Abstract:
Objective To evaluate the performance of the Prophet model in predicting the daily incidence of hand, foot, and mouth disease (HFMD) in Shenzhen city, to analyze the impact of the COVID-19 pandemic, public holidays, and school vacations (summer/winter) on HFMD predictions, and to provide new insights for HFMD surveillance and early warning systems.

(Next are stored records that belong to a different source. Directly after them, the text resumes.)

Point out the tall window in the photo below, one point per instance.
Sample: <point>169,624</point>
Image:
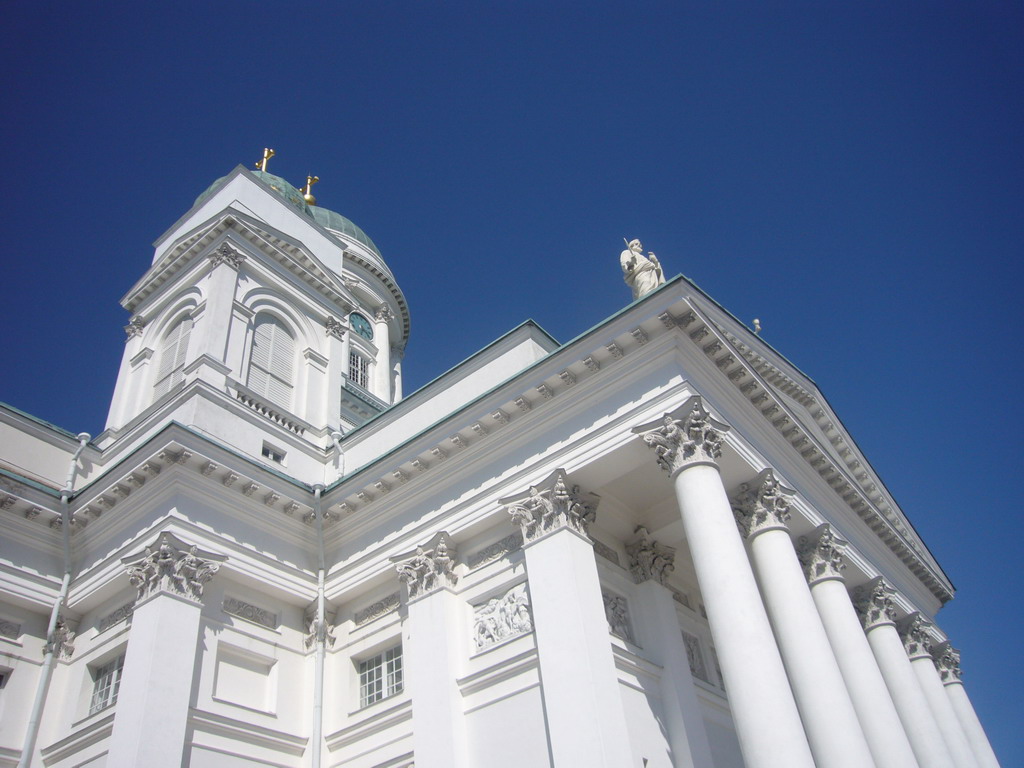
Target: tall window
<point>272,363</point>
<point>105,684</point>
<point>172,356</point>
<point>358,370</point>
<point>380,677</point>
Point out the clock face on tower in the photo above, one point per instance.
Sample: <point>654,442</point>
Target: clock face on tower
<point>361,326</point>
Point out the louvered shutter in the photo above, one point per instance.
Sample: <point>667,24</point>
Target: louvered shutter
<point>272,361</point>
<point>172,356</point>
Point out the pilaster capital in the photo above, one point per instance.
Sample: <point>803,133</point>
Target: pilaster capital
<point>946,659</point>
<point>428,568</point>
<point>171,565</point>
<point>761,504</point>
<point>650,561</point>
<point>683,437</point>
<point>821,554</point>
<point>550,505</point>
<point>875,604</point>
<point>913,632</point>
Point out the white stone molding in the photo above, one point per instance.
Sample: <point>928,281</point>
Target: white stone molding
<point>761,505</point>
<point>502,617</point>
<point>224,254</point>
<point>173,566</point>
<point>550,505</point>
<point>428,568</point>
<point>821,554</point>
<point>650,560</point>
<point>875,604</point>
<point>616,610</point>
<point>687,435</point>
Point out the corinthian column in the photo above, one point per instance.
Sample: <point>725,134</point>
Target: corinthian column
<point>876,607</point>
<point>833,729</point>
<point>583,705</point>
<point>156,683</point>
<point>913,630</point>
<point>947,663</point>
<point>687,443</point>
<point>821,555</point>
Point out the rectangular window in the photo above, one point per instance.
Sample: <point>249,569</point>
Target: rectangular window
<point>358,370</point>
<point>380,677</point>
<point>105,683</point>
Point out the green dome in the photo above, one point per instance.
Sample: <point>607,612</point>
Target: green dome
<point>331,220</point>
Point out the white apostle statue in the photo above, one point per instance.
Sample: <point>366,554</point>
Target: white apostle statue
<point>642,273</point>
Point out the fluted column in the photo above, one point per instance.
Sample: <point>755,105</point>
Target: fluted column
<point>821,555</point>
<point>152,718</point>
<point>913,631</point>
<point>687,443</point>
<point>876,607</point>
<point>432,648</point>
<point>650,564</point>
<point>947,663</point>
<point>833,729</point>
<point>583,704</point>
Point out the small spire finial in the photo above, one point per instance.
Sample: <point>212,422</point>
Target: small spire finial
<point>307,189</point>
<point>267,154</point>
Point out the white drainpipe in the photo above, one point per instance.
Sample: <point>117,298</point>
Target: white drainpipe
<point>50,655</point>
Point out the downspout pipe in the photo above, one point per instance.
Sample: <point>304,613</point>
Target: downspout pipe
<point>320,628</point>
<point>50,651</point>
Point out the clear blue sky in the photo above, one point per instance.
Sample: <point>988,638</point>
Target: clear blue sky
<point>850,173</point>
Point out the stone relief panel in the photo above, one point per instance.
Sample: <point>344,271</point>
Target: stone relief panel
<point>617,612</point>
<point>502,617</point>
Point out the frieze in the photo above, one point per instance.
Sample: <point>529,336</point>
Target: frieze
<point>502,617</point>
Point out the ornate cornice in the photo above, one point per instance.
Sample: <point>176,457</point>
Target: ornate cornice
<point>650,560</point>
<point>551,505</point>
<point>171,565</point>
<point>821,554</point>
<point>684,437</point>
<point>875,604</point>
<point>429,568</point>
<point>761,505</point>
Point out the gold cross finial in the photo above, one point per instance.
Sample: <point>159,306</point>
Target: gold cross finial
<point>261,164</point>
<point>307,189</point>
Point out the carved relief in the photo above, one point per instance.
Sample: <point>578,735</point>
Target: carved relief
<point>821,554</point>
<point>617,613</point>
<point>550,505</point>
<point>502,617</point>
<point>761,505</point>
<point>429,569</point>
<point>686,436</point>
<point>172,567</point>
<point>650,560</point>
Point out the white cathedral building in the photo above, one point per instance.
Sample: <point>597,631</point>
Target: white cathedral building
<point>654,545</point>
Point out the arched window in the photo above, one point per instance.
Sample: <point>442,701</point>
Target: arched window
<point>172,356</point>
<point>272,363</point>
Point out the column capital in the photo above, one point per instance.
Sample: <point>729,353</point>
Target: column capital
<point>550,505</point>
<point>821,554</point>
<point>875,604</point>
<point>650,561</point>
<point>171,565</point>
<point>761,505</point>
<point>428,568</point>
<point>946,659</point>
<point>683,437</point>
<point>913,632</point>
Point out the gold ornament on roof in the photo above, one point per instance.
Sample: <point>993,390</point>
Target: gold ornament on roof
<point>261,164</point>
<point>307,189</point>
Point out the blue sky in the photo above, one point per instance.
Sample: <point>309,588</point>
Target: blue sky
<point>850,173</point>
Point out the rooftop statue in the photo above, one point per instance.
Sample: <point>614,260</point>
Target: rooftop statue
<point>642,273</point>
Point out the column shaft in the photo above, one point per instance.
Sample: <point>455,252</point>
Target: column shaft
<point>763,709</point>
<point>863,680</point>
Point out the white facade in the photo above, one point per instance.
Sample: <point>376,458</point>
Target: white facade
<point>652,546</point>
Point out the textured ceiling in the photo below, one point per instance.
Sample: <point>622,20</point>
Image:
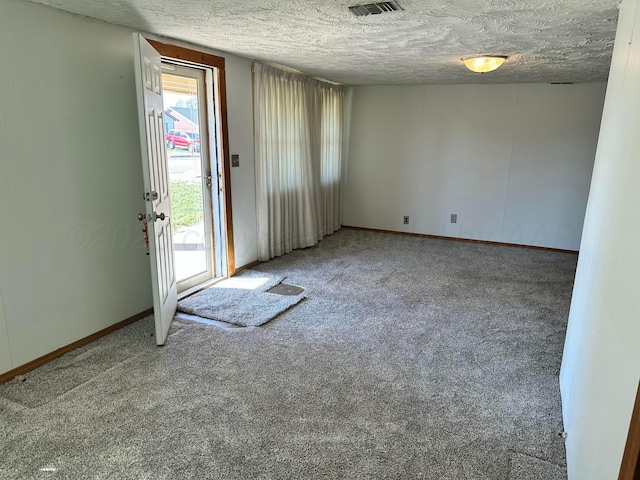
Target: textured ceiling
<point>546,40</point>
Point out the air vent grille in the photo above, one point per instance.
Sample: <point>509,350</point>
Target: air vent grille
<point>374,8</point>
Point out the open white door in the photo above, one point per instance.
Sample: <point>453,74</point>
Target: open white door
<point>156,185</point>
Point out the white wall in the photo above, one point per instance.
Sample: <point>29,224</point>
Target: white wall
<point>512,161</point>
<point>601,363</point>
<point>71,256</point>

Methods Using daily incidence rate data of hand, foot, and mouth disease (HFMD) in Shenzhen city from 2011 to 2023 as a training set, we constructed different Prophet models based on two factors: (1) whether data from the COVID-19 epidemic period were included, and (2) whether holiday effects were adjusted. These models were then used to predict the daily incidence rate from January to July 2024, and the predictions were compared with the actual observations. Model performance was evaluated using four metrics: mean square error (MSE), mean absolute error (MAE), root mean square error (RMSE), and symmetric mean absolute percentage error (SMAPE).

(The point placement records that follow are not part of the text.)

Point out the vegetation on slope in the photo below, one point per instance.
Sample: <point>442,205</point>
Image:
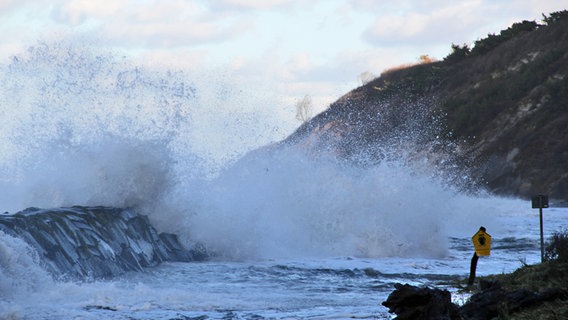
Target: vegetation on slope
<point>501,108</point>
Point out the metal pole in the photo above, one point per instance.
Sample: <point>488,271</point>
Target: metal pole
<point>472,268</point>
<point>541,234</point>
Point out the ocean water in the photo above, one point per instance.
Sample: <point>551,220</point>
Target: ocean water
<point>294,235</point>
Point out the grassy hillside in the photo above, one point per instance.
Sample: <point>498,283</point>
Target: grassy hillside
<point>499,111</point>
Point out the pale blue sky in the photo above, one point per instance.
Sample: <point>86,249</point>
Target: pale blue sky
<point>318,47</point>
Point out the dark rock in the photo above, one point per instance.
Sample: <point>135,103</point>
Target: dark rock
<point>95,241</point>
<point>493,300</point>
<point>415,303</point>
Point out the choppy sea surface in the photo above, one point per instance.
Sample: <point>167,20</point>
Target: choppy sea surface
<point>309,288</point>
<point>296,232</point>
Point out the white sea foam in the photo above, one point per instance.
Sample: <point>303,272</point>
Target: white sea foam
<point>88,128</point>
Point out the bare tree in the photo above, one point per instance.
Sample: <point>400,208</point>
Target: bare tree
<point>366,77</point>
<point>304,109</point>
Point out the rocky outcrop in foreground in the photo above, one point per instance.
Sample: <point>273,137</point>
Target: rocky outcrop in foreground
<point>95,242</point>
<point>411,302</point>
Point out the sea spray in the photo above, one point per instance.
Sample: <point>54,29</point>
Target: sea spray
<point>85,127</point>
<point>88,128</point>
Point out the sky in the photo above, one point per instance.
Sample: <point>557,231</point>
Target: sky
<point>318,48</point>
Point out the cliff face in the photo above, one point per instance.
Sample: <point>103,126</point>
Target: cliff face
<point>498,112</point>
<point>97,242</point>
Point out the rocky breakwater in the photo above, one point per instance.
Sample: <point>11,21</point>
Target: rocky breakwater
<point>96,242</point>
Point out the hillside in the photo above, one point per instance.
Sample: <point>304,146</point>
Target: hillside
<point>493,117</point>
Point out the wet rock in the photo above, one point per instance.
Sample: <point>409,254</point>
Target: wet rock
<point>416,303</point>
<point>411,302</point>
<point>95,241</point>
<point>493,300</point>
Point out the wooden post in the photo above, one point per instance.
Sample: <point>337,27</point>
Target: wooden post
<point>472,268</point>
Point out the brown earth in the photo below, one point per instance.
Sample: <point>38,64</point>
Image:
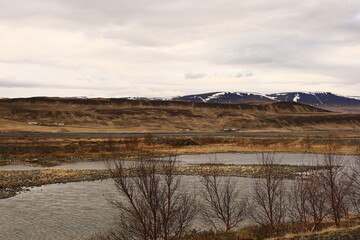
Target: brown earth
<point>122,115</point>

Results Compared to the Prophet model trained on data during the COVID-19 pandemic, the baseline Prophet model (without pandemic data) achieved reductions in daily average MSE, MAE, RMSE, and SMAPE of 45.64%, 27.63%, 25.89%, and 7.97%, respectively. After controlling for holiday effects, the MAE, RMSE, and SMAPE values remained unchanged. When the prediction horizon exceeded 4 months, the daily MSE decreased by 3.81%. For predictions within 4 months, the model yielded MSE, MAE, RMSE, and SMAPE values (with 95% confidence intervals) of 0.42 (0.33, 0.90), 0.51 (0.45, 0.75), 0.65 (0.57, 0.95), and 0.42 (0.24, 0.44), respectively. In contrast, the predictions at 7 months showed higher errors: MSE 1.78 (0.39, 29.61), MAE 0.94 (0.48, 3.05), RMSE 1.33 (0.63, 5.44), and SMAPE 0.40 (0.33, 0.43).
Conclusions During the COVID-19 pandemic (2020-2022), the daily HFMD incidence rate significantly affected the performance of the Prophet model. While controlling for holidays and school vacations (winter/summer) had a limited effect on short-term predictions, it improved the model′s accuracy for long-term predictions.